DARPA Robot Car Challenge
Just imagine a day when you get ready to go to work, you get in your car and read a newspaper while your car is taking you to the workplace. You don’t have to worry about common traffic problems such as traffic congestion or other cars that might cause a wreck because the job is being done instead by a special computer which monitors and analyzes the situation.
The International Herald Tribune reports that DARPA’s Urban Challenge Race which took place in Victorville, California, is trying to make all that a reality.
Members of a Carnegie Mellon University-based team of engineers and their tricked-out, driverless sport utility vehicle won $2 million (1.4 million euro) for their victory in a Pentagon-sponsored robot race in the Southern California desert, race officials announced.
[...]
Guided by cameras, lasers and a sophisticated on-board computer, the team’s sport utility vehicle merged with moving cars “some piloted by stunt drivers” navigated traffic circles and avoided obstacles at an average speed of 14 mph (23 kph), DARPA Urban Challenge program manager Norman Whitaker said Sunday.
“They did everything right: followed all the speed laws, stopped at the intersections,” Whitaker said. “It was really a phenomenal performance.”
[...]
The urban road race was the third robotic competition bankrolled by DARPA, which faces a congressional deadline to have one-third of its military ground combat vehicles unmanned by 2015.
Wired Magazine also comments on the race.
It’s only one step from there to cars that can drive themselves on highways. “Right now it’s not allowed by law to do that,” says Darms, a Continental Automotive Systems engineer . “But in future days we will see that, I’m pretty sure.” And then, says Darms, “You can really relax on your four hour drive.”

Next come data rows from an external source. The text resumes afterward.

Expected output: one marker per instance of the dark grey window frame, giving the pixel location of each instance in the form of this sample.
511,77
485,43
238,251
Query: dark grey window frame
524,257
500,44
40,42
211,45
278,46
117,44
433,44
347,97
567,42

So reading all the information above I want to hope that by giving control to computers we will not regret it in the future. No one can say that there will not be someone crazy who will try to hack all that system and make the biggest wreck ever. On the other hand, FOX News reports that over 40.000 people die in traffic accidents every year in the United States, so maybe Robot Cars will decrease that number.